Ao caminhar pela Rua Shiroka, localizada na capital da República Tcheca, um excursionista atento encontrará a sua frente o famoso Café Franz Kafka, local frequentado por turistas todos os anos. No entanto, mesmo Praga sendo a cidade natal de Kafka, que nasceu sob o domínio do Império Austro-Húngaro, ninguém encontrará no Café nada além da alusão ao nome do escritor tcheco. O estabelecimento, que induz a uma expectativa de um café ao redor de imagens ilustres de Kafka, se converte apenas em um convite sedutor aos aficionados pela biografia e obras de um escritor que, para muitos, foi tão estranho.

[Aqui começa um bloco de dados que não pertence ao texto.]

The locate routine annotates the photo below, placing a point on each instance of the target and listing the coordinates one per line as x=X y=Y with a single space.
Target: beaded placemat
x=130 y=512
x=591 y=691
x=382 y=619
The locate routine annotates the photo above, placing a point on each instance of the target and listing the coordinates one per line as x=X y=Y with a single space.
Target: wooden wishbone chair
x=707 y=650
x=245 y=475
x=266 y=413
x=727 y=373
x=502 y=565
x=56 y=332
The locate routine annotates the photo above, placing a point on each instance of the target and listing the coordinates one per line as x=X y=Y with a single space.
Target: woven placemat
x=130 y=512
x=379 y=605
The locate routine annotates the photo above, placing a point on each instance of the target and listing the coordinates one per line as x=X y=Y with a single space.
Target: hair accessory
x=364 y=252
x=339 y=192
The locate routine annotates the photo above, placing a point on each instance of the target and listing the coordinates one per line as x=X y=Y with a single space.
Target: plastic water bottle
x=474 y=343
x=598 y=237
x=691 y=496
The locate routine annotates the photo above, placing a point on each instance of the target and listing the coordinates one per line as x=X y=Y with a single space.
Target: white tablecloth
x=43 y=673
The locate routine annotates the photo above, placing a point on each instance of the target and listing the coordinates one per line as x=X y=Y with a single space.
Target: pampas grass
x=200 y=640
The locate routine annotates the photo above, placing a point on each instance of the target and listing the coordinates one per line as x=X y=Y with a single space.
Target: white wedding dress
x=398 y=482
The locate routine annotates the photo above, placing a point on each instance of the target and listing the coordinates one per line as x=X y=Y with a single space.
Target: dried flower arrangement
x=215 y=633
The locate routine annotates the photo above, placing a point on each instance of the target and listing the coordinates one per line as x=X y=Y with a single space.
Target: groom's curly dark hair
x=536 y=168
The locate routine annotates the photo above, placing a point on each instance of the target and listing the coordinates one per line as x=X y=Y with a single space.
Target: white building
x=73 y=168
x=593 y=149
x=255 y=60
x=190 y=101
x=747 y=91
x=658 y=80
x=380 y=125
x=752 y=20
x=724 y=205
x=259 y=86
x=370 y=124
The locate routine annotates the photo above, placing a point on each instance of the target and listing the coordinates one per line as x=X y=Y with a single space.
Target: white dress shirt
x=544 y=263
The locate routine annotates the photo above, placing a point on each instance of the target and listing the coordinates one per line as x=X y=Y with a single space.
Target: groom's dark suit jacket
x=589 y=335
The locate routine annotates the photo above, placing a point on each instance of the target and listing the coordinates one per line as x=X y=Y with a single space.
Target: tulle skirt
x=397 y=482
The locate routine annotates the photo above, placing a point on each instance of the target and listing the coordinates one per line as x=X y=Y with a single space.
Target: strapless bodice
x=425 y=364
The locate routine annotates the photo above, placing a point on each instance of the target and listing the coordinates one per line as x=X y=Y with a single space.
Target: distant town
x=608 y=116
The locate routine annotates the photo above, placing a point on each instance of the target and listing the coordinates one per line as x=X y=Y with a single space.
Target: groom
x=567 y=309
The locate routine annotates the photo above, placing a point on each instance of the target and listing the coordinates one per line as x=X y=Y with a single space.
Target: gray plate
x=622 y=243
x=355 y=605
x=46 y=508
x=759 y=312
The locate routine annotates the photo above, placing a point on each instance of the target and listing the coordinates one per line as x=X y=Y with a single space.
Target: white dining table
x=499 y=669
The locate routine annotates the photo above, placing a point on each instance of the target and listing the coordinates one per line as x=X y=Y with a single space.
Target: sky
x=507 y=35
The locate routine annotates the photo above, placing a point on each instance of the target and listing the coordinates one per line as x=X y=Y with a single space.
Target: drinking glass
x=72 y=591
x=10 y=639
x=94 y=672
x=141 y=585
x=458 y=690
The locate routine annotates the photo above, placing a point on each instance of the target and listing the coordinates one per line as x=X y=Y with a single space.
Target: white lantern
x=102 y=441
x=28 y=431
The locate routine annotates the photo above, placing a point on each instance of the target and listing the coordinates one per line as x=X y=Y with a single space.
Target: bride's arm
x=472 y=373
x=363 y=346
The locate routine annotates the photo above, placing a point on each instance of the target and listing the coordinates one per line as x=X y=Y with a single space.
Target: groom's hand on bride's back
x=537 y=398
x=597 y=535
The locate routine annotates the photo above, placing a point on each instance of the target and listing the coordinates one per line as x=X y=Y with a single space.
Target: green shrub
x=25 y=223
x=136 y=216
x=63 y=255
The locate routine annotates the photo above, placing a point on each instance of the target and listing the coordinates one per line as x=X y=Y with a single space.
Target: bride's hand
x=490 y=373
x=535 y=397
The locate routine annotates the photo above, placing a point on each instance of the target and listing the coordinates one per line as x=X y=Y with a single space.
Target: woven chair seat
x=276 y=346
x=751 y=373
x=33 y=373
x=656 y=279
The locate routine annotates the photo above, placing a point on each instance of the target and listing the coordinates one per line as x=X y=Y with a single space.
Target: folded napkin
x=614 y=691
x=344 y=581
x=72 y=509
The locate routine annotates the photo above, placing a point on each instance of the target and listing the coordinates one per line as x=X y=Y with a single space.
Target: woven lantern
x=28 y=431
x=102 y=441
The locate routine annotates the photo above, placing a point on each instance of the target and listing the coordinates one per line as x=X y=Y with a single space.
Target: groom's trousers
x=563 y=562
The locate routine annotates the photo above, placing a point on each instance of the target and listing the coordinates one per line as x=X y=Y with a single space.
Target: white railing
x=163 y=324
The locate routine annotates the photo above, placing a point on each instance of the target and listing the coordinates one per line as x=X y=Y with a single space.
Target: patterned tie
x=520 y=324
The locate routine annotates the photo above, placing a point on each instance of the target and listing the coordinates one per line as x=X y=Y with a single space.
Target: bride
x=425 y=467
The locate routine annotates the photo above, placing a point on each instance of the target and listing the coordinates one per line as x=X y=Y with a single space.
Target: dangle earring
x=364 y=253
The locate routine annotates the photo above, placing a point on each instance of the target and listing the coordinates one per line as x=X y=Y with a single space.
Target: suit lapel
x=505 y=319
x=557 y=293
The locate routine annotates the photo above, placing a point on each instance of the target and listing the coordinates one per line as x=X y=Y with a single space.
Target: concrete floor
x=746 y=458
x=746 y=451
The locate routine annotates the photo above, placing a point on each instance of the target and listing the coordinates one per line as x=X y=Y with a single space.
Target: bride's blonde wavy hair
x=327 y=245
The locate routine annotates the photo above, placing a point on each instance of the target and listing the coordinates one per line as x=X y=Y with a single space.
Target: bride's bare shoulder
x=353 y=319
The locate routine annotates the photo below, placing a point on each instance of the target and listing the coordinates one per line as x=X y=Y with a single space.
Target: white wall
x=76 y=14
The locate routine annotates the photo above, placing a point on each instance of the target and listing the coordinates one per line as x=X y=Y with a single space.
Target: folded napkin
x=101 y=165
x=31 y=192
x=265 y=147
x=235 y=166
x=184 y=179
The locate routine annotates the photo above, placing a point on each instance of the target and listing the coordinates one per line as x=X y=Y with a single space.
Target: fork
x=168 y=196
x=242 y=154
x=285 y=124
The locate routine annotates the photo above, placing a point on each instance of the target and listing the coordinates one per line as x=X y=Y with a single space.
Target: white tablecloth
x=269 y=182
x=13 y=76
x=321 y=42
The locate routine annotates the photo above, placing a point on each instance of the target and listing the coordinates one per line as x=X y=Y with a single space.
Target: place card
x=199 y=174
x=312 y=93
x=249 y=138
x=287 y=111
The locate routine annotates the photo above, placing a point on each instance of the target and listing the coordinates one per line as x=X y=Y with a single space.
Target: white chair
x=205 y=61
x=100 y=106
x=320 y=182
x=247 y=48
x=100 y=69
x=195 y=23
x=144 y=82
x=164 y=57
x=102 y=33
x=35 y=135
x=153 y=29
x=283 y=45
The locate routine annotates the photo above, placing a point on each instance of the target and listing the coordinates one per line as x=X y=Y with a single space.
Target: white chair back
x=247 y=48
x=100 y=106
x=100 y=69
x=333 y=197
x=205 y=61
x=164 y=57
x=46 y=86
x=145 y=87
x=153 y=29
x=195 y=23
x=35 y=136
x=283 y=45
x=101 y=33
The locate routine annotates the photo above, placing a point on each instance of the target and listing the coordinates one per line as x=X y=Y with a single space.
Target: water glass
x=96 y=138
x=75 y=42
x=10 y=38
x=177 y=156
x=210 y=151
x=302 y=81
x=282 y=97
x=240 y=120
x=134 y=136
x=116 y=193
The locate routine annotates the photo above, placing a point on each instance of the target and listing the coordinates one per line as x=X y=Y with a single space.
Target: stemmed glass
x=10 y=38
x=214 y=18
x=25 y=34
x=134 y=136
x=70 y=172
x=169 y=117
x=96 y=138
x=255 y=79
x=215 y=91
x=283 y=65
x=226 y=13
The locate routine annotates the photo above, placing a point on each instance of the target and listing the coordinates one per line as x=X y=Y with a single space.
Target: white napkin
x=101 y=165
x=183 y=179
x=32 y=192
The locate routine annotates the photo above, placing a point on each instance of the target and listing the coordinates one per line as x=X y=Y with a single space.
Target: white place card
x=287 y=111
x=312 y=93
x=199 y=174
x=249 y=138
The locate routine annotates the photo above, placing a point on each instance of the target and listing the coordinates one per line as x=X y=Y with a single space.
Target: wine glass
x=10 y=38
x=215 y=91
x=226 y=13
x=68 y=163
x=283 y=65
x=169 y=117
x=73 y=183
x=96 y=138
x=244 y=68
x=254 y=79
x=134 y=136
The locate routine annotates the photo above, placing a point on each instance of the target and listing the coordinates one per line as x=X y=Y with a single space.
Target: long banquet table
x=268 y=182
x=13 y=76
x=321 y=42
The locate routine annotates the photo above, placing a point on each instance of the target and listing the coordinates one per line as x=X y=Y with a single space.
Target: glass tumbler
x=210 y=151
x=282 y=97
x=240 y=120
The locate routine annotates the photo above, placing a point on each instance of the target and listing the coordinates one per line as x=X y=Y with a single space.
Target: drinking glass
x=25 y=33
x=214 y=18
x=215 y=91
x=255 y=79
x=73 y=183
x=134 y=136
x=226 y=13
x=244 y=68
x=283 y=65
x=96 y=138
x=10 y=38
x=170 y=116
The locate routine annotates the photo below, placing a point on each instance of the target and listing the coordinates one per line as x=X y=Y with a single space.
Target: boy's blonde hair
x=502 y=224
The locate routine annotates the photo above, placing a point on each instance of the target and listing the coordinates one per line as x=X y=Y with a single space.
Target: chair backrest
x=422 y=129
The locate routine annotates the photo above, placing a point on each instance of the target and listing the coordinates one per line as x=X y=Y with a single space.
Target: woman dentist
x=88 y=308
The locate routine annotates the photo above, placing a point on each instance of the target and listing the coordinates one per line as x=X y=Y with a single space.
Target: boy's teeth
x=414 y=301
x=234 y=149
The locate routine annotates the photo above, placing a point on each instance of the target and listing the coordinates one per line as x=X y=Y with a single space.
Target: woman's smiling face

Essa estranheza, típica reação da maioria dos leitores de Franz Kafka, é o resultado do primeiro contato que temos com suas obras. Ao lado desse aspecto hermético, a produção kafkiana adquiriu poderes e enigmas que impossibilitaram uma classificação teórica. Livre de um conceito específico, Kafka foi assimilado como religioso, surrealista, profeta e simbolista, porém, foram nessas múltiplas interpretações que ele alcançou êxito literário e tornou-se, nas palavras de Günther Anders, um “fabulador realista”. O realismo de Kafka tornou-se dinâmico e significativo quando buscou a liberdade diante do poder burocrático, e adquiriu voz profética quando pressentiu os horrores do nazismo.

Percebemos, então, que a grandeza de Kafka não cabe em um espaço mercadológico avulso. Através do talento criador de todo artista, podemos entender os aspectos essenciais da condição humana, o que não é diferente das obras de Kafka, criadora “de mundos absurdos, a que deu forma, nos quais vivemos sem compreender”, como dizia Torrieri Guimarães. Essa criação, que verte o absurdo no real, sem jamais encontrar a paz, concebe uma parábola em resposta às questões metafísicas impostas pela modernidade. A aproximação e o contato direto com a narrativa kafkiana é o único momento disponível e possível para um verdadeiro café com Kafka.

ANDERS, Günther. Kafka: pró e contra. 2 ed. São Paulo: Cosac Naify, 2007.



GUIMARÃES, Torrieri. Prefácio. In: KAFKA, Franz. A colônia penal e outros contos. Rio de Janeiro: Ediouro, 1987.